Mandy

Riding the Helter Skelter


Imagine, if you can, a film thats list of influences that seems to stretch on and on forever. 80’s action and horror cinema, black metal, prog rock, pulp science fiction novel covers, the Manson family, Hellraiser, fistfuls of ecstasy and gallons of LSD. A plot that moves with an unnerving swiftness towards points and conclusion that seem almost irrefutably correct without showing you how it got there. The psychedelic art-house nightmare you may have just been trying to imagine is as close to Panos Cosmatos’s Mandy as you are likely to be able to fathom before going completely and utterly insane. 

Mandy stars Nicolas Cage as Red Miller and Andrea Riseborough as the titular Mandy Bloom. To reveal anything else of the films plot or cast list would spoil far too much of the film, but it is a wild ride of violence and madness and steady downward spiral into pure insanity for all involved.
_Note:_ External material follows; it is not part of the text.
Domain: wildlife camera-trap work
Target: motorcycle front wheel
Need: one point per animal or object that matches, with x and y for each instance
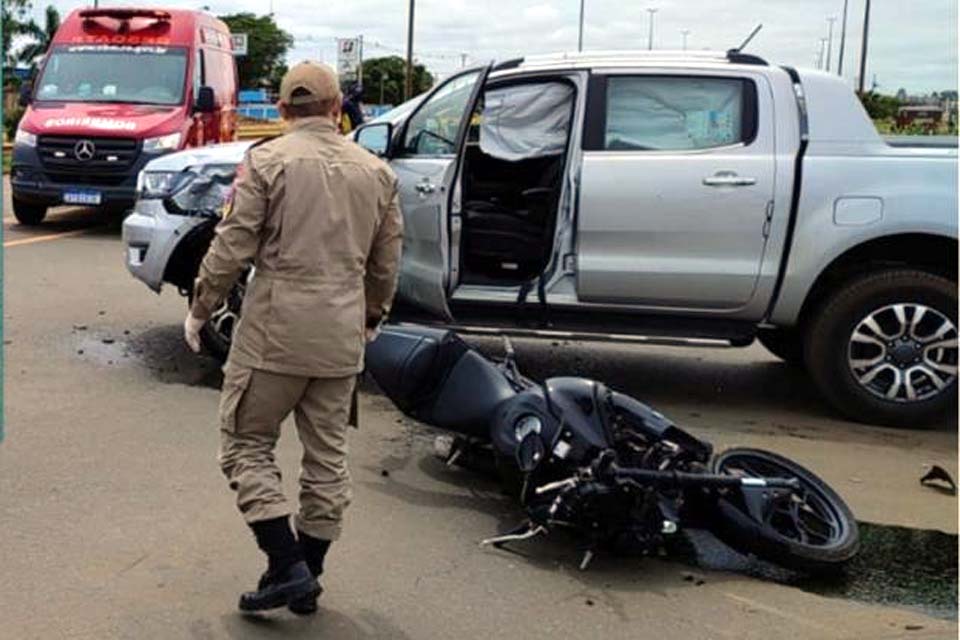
(812, 530)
And the plot feels like a long sprint, it moves so fast but it still somehow manages to feel like a full film, offering just enough moments for you to catch your breath and put together whatever it is you just saw before throwing up something new for you to try and process. The near two and a half hour run time feels as if it passes by in maybe an hour, but not a second is wasted or poorly executed. It is two and half hours of near perfect pacing, an impressive feat given the subject matter and the artful cinematography of Cosmatos.
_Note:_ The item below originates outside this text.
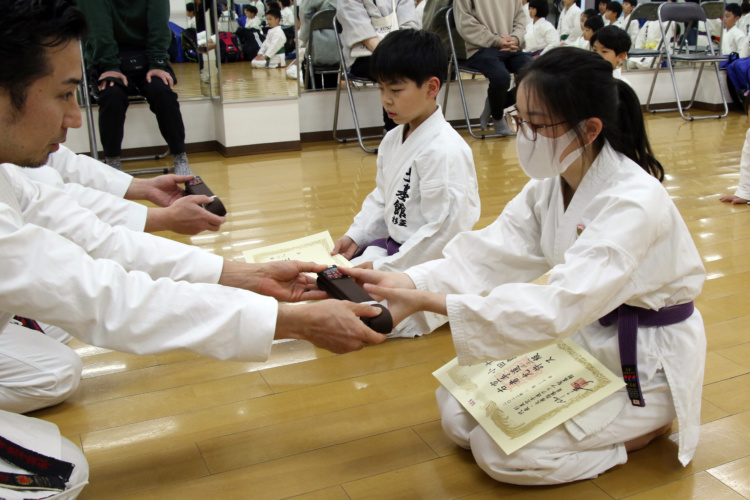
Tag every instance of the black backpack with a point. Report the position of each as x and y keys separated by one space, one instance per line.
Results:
x=230 y=48
x=189 y=42
x=250 y=42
The film is a veritable masterclass of surreal lighting, camerawork and sound design. The moments of calm normalcy actually feeling more jarring the deep black frames and bright neon colours that make up the majority of scenes. At times, your own eyes will act against you and struggle to adjust, which only adds to the maddening thrill of the film. The film is excellently scored by the late Jóhann Jóhannsson who managed to wring every last bit of tension, mania and sadness with a score of dark synths and screaming guitar chords. The film opens however with the wonderfully suspenseful and melancholic Starless by King Crimson and the score seems to follow in its steps, quietly paying homage to the song with sounds straight from the darker side of classic Prog Rock. It all coalesces into the perfect blend of vision and sound for the story the film wishes to tell.


The components of Mandy feel almost incomprehensible when viewed externally. Watching any part of the film removed from context would just leave you confused and disorientated. But when viewed as a whole, it somehow makes sense. Where Red starts and where he ends up feels completely irrefutable, every scene happens because it has to be that way. And it is amazing to see how mad the film gets and still manages to throw in moments of dark humour and soul crushing empathy. Mandy is a nightmare that everyone should see, if they can stomach just how wonderfully mad everything is.